Interesting piece on the politics and policies of ROTC in the US--reserved officer training corps where folks go to college on Uncle Sam's Dime but get additional training in exchange for serving as officers in the US armed forces. This has been one of the major sources of American officers. With increased criticisms of US military academies (see Tom Ricks's stuff), ROTC provides one of the alternatives.
There has been much positioning about whether elite schools have rebuffed ROTC or not. This piece suggests that it has mostly been the military, rather than the Ivies, that have been responsible for their absence from certain campuses. It argues that the ROTC folks have not been willing to meet academic standards yet have demanded academic credits, resulting in their movement to less regulated environments in the South and West.
It is more complicated than that, of course.
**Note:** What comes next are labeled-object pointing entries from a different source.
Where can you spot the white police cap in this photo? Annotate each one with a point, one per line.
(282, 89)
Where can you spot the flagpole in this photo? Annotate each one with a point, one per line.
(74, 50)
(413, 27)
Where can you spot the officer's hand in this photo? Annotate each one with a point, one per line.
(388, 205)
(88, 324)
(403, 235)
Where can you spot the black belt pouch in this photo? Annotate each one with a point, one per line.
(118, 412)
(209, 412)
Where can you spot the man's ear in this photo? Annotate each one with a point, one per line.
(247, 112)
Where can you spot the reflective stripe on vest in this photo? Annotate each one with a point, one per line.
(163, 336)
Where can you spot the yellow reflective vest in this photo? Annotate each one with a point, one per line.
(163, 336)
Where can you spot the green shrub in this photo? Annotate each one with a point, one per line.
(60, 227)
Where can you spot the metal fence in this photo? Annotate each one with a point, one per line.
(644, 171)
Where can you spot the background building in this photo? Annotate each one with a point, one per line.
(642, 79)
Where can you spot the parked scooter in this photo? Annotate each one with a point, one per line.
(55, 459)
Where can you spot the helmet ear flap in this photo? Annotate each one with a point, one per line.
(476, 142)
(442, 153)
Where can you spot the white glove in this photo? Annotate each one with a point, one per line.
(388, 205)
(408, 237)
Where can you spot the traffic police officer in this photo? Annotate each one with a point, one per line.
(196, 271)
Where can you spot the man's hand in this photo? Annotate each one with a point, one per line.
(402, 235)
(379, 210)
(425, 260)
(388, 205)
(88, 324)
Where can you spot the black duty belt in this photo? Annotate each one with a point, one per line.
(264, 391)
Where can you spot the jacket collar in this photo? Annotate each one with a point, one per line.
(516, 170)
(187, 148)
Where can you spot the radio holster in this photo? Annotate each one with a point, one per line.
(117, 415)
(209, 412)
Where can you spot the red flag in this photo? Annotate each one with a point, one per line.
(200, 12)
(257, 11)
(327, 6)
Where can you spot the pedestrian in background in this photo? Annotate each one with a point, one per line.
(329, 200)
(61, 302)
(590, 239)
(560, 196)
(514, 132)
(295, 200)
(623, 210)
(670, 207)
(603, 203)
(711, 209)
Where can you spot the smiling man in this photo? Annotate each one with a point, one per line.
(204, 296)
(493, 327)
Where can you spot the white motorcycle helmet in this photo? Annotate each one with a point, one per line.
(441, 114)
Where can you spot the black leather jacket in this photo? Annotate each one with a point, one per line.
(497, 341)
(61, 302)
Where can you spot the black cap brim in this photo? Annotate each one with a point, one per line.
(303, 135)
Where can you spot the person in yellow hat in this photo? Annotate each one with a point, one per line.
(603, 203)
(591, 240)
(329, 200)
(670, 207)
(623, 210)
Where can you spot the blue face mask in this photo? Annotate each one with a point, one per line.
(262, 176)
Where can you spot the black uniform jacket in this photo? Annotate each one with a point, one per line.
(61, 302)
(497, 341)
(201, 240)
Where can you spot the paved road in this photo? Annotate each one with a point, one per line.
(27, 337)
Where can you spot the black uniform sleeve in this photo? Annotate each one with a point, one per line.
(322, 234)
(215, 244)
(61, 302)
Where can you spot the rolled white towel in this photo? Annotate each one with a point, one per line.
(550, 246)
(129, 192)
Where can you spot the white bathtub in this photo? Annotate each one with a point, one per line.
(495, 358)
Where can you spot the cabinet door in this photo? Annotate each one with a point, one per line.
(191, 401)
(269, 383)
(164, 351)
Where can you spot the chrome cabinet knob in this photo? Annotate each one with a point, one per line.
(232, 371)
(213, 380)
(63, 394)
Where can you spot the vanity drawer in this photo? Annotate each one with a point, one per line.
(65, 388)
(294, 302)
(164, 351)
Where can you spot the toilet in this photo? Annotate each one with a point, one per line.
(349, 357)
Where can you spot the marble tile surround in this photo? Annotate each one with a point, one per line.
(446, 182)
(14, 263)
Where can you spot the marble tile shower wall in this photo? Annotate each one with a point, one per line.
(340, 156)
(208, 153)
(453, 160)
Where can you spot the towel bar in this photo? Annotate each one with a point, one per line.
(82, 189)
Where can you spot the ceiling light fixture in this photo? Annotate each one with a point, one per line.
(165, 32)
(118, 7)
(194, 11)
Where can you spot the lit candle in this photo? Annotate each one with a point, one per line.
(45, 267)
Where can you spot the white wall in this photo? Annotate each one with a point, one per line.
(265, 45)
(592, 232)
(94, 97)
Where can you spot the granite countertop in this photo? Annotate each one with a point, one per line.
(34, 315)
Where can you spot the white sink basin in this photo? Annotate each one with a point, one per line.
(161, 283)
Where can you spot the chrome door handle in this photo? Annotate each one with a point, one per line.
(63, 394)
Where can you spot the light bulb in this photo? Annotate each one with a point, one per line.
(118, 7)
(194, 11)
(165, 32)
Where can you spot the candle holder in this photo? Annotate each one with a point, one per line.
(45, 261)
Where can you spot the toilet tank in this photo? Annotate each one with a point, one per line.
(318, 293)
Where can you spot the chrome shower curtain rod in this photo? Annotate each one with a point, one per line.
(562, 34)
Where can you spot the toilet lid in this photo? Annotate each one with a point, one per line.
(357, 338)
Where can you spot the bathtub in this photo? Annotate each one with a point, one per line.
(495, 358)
Andrew Exum, who tweets as abumuqawama, asserted that it is also cheaper to move out of the northeast and towards regions where recruiting is easier. I would ponder as well whether the Ivy-types might have been more willing to bargain hard because their constituents were less enthused about ROTC.
Any way you slice it, it appears to be the case that the ROTC debate is largely misguided. It should be focused on the gains to the universities and the military, the costs, and the required compromises to make it work. ROTC is clearly an important pathway for military leadership, and perhaps a healthier one since it requires less segregation than the academies (which have a variety of pathologies).